Phase time and transmission probability in the traversal of a PT-symmetric potential: the case of an electromagnetic waveguide

TL;DR

This paper investigates the transmission and timing properties of electromagnetic waves in a PT-symmetric waveguide with gain and loss media, revealing giant amplification, spectral singularities, and unusual delay times.

Contribution

It provides a detailed analysis of transmission probabilities, spectral singularities, and transit times in PT-symmetric waveguides, highlighting novel phenomena like giant amplification and negative delay times.

Findings

Giant amplification of signals at specific wavelengths.

Vanishing transit times in opaque barriers, akin to Hartman effect.
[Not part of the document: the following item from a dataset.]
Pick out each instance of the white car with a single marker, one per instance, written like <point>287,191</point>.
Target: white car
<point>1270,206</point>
Negative delay times indicating non-local effects.

Abstract

We study the unconventional transmission properties of a wave-packet through a PT-symmetric potential region, as describing actual electromagnetic wave propagation along a waveguide filled with gain and loss media. The non-trivial behavior of the transmission probability manifests in the giant amplification of the incident electromagnetic signal of given wavelengths for well-defined configurations, depending on the gain/loss contrast. Maximum transmission peaks are related to spectral singularities and a strict correlation exists between the "resonant" wavelengths and the gain/loss contrast. The transit times are as well calculated, showing their surprising vanishing in the opaque barrier limit, independently of the gain/loss contrast, which is reminiscent of some sort of Hartman effect. Also, non-local effects manifest in the presence of negative delay times for given configurations, while a correlation is apparent between maximum delay times and transmission probability peaks, though appreciably depending on the gain/loss contrast.